2. The method of claim 1, wherein the system performance comprises remote access to total delay data and bandwidth data.

3. The method of claim 2, wherein evaluating system performance based on the acquired delay data for each transmission stage in the transmission path comprises:

4. The method of claim 2, wherein evaluating system performance based on the acquired delay data for each transmission stage in the transmission path comprises:

Obtaining the maximum request data and the data packet size accessed between processors;

Bandwidth data is calculated using the following formula:

bandwidth = maximum number of requests × packet size/(total delay + maximum number of requests minus 1).

5. An apparatus for performance evaluation of multiprocessor interconnect accesses, the apparatus comprising:

The system comprises a modeling module, a processing module and a processing module, wherein the modeling module is configured to model multi-processor interconnection accesses sharing a Cache consistency protocol, acquire transmission path information of each access request and quantify the length of a path based on the transmission path information, the modeling module is further configured to acquire the path information of each type of memory transmission process by modeling and analyzing the multi-processor sharing the Cache consistency protocol, acquire the path of the access request according to a protocol jump process aiming at a directory remote access request under the Cache consistency protocol, and quantify the length of each memory transmission path by taking single Flit transmission delay as a unit, wherein Flit refers to the time for transmitting and processing one Flit message data packet;

The acquisition module is configured to acquire delay data of each transmission stage in the transmission path according to process delay model data of each processing component in the transmission path, and is further configured to assign values to each stage of the memory access process based on actual delay data of a specific processor interface, process delay model data realized by a cooperative chip and cooperative chip frequency, and perform delay assumption according to module division of the chip and combining the operation frequency and the process delay model, wherein the assumption data is obtained through comprehensive calculation of a design and reference model;

6. The apparatus of claim 5, wherein the system performance comprises remote access to total delay data and bandwidth data.

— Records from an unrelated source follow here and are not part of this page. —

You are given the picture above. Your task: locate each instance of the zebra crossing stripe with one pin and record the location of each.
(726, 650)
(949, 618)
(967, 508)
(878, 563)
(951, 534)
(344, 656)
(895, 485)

7. The apparatus of claim 6, wherein the evaluation module is further configured to:

8. The apparatus of claim 6, wherein the evaluation module is further configured to:

Bandwidth data is calculated using the following formula:

9. A computer device, comprising:

At least one processor; and

A memory storing computer instructions executable on the processor, which when executed by the processor, perform the steps of the method of any one of claims 1-4.

10. A computer readable storage medium storing a computer program, characterized in that the computer program when executed by a processor implements the steps of the method of any of claims 1-4.